Climate Change FAQ
Our chief scientist, Dr. Steven Amstrup, responds to frequent questions and clears up myths and misconceptions about polar bears and climate change.
Aren’t scientists still debating climate change?
Not at all. Ninety-seven percent of climate scientists, the experts in their field, have reached a consensus that climate change is real and is human-caused.
Can’t polar bears just start eating berries and other land-based foods like other bears?
We don’t have evidence that such foods could provide enough nutrients to sustain any of the existing populations of polar bears. It’s true that polar bears have evolved to eat seals, but they are opportunistic hunters and if seals are not available because the sea ice is absent, they will eat almost anything—including vegetation, berries, geese, and bird eggs. Unfortunately, few polar bears have been observed eating more nutritious foods like birds or eggs, and those foods are not abundant enough or distributed widely enough to be a population benefit. And plant foods are just not nutritious enough to compensate for lost seals. Much like a human eating a stalk of celery versus a juicy steak, the nutritional benefit is not the same.

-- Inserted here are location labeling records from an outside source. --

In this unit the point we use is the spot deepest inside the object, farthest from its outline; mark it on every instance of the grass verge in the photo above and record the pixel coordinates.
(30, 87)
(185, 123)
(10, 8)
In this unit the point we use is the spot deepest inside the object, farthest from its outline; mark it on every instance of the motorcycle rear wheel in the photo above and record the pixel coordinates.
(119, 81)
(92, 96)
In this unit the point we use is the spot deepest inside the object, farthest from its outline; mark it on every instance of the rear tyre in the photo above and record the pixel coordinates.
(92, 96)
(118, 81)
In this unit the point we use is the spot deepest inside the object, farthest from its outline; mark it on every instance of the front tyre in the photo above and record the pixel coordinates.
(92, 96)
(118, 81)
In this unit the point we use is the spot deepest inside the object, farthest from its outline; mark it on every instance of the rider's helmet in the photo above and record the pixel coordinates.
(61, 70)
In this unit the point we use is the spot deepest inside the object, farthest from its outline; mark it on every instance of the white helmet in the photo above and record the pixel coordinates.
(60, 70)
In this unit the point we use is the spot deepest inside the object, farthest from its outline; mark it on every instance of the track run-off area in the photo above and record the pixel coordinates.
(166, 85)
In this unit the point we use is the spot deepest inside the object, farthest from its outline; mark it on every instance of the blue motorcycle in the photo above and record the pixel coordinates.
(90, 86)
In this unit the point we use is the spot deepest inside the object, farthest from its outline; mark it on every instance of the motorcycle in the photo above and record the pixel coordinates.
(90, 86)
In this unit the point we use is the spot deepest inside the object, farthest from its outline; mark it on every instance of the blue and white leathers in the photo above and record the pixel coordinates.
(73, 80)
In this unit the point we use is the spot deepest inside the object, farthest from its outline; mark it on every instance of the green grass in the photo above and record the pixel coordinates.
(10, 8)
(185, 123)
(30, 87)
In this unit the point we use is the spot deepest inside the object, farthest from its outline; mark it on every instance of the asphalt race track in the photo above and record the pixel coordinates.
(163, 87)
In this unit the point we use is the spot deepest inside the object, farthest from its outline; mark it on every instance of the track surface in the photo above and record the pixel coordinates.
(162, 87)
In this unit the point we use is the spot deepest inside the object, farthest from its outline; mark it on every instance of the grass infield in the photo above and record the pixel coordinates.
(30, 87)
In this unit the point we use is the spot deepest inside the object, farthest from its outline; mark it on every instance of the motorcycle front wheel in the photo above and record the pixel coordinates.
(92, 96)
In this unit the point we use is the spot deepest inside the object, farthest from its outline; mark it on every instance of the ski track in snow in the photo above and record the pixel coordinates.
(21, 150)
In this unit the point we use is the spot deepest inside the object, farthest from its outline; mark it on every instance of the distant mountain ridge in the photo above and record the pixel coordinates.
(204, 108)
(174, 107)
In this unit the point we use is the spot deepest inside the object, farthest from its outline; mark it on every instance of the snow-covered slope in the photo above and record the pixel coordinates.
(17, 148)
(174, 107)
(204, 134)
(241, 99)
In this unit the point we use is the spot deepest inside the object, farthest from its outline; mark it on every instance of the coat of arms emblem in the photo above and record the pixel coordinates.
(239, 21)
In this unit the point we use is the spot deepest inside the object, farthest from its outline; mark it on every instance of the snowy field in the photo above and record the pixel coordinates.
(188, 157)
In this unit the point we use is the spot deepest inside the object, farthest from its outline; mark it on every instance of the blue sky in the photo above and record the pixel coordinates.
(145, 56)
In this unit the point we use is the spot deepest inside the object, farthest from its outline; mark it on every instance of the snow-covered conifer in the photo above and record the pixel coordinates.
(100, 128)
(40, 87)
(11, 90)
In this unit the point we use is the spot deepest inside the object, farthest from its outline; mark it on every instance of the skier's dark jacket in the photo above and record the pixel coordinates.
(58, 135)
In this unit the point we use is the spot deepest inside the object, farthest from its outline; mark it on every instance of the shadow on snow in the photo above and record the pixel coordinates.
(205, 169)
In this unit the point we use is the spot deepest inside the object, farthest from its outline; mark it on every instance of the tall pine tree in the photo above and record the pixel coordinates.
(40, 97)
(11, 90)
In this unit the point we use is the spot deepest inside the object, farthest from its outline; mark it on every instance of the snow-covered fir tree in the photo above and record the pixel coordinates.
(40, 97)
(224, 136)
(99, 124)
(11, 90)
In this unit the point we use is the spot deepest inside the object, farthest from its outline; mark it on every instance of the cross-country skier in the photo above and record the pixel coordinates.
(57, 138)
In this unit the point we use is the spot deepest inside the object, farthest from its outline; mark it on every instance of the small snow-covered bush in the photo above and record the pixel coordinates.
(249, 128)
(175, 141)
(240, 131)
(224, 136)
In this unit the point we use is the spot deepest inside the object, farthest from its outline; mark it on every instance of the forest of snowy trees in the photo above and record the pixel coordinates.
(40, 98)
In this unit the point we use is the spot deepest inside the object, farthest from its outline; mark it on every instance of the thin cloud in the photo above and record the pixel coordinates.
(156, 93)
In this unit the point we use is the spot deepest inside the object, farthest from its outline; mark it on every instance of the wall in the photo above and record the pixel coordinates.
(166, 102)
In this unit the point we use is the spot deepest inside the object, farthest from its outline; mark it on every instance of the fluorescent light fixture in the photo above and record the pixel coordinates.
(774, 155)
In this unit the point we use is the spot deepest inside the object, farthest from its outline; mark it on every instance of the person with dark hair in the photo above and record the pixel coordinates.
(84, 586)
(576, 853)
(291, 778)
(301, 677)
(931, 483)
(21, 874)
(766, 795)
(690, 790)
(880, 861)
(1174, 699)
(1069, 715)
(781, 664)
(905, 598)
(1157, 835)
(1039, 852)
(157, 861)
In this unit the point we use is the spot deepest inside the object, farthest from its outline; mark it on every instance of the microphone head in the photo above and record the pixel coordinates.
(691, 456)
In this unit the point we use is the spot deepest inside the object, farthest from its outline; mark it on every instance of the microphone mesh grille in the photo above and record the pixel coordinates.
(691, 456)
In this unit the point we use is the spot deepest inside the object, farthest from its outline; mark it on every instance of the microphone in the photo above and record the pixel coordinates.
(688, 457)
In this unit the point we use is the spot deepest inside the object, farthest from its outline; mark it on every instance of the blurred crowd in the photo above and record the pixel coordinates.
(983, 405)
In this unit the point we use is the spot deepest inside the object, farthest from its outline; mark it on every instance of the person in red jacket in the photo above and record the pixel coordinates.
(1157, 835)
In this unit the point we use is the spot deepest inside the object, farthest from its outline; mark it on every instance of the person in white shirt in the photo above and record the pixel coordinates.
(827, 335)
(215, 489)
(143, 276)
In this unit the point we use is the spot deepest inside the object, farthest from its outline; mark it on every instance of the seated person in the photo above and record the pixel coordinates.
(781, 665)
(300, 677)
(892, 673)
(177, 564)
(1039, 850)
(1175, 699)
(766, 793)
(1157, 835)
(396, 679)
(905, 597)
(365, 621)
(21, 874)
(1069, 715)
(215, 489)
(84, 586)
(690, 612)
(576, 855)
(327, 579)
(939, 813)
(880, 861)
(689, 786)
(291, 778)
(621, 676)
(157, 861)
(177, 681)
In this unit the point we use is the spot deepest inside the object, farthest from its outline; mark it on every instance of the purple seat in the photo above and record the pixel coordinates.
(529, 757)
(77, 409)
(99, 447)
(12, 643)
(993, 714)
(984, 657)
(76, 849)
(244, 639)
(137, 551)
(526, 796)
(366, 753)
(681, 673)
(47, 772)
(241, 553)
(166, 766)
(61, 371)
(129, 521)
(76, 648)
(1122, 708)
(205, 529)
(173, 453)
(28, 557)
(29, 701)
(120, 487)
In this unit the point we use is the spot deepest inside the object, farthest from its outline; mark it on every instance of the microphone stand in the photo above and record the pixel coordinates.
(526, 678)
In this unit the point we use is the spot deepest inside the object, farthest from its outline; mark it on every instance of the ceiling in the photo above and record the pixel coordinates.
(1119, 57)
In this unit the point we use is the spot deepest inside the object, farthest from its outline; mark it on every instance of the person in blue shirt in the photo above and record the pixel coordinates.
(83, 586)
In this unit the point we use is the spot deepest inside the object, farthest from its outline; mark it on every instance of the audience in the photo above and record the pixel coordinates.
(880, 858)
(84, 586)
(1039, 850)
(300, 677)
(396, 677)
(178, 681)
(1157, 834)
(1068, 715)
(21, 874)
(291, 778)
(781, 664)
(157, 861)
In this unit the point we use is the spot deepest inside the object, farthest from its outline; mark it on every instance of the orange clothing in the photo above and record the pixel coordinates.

Hasn’t the earth’s temperature stabilized?
No, satellite measurements show that more energy has been coming in from the sun than is escaping back to space.The earth’s heat load, therefore, has continued to increase in step with greenhouse gas increases. Luckily, over the past few years, air temperatures—the temperatures we feel—have risen more slowly, but the heat is still there, most of it in the oceans. At some point the ocean will release more of that heat into the air, and we will feel a surge of warmth.
Haven’t polar bears faced warmer times in the past and survived?
Polar bears never have faced periods as warm as we could see in the next 50 years. There have been warmer periods in the past, but they were not only cooler than what we will experience if we don’t reduce greenhouse gas emissions, they were part of natural cycles of warming and cooling. These cycles were driven mainly by the variations in the earth’s orbit around the sun and by events like massive volcanic eruptions. The current warming is not part of a cycle, and there can be no cooling unless humans take action.
Hasn’t the climate always changed?
The current warming is different from anything we have ever faced. It is manmade, caused by a build-up of greenhouse gases from burning fossil fuels. Changes in the earth’s orbit around the sun dictate that we should be undergoing a gradual cooling phase—yet we are overpowering that natural cooling with our greenhouse gas emissions.
How warm will it get?
The earth’s temperature can only continue to increase as long as greenhouse gas concentrations rise. The earth won’t heat up to some new stable level and then hold steady. Without our action, the planet can only continue to become hotter and hotter, beyond anything polar bears (or humans) have experienced before.
How can we have climate change when it has been so cold outside?
Scientists base their measurements on the global average temperature, not local or regional weather. Last winter when the American Midwest and East were so cold, much of the Far North was cooking. The global average temperature in January 2014 was the fourth warmest of any January ever recorded despite the natural variation that led to a deep freeze in some areas.
Aren’t there more polar bears now than ever?
We have never had firm numbers on the global population of polar bears. We do know that some polar bear populations, like those that I studied in Alaska for 30 years, were known to have grown after excessive hunting was controlled in the early 1970s. But we only recently have developed estimates of several populations and still have no estimates for others. Regardless of how many bears may have been around at times past, however, as long as temperatures warm and sea ice habitat continues to decline, polar bears ultimately can only decline. Wild polar bears will become extinct unless we take action to reduce greenhouse gas emissions.
Could polar bears survive by mating with grizzlies?
Increased interbreeding will not preserve the magnificent life form that is today’s polar bear. It might preserve some polar bear genes in an animal similar to today’s grizzly bear—but that is not what we are after. Scientists have observed a few polar bear-grizzly hybrids in the wild, and genetics studies indicate some interbreeding has occurred for millennia. Regardless, given the rapid pace of current sea ice losses, polar bears will starve out of their present range long before grizzlies swamp their genes.
Is it too late to save polar bears?
Definitely not! We have the power to stop human-caused climate change and save the arctic ecosystem by greatly reducing greenhouse gas emissions.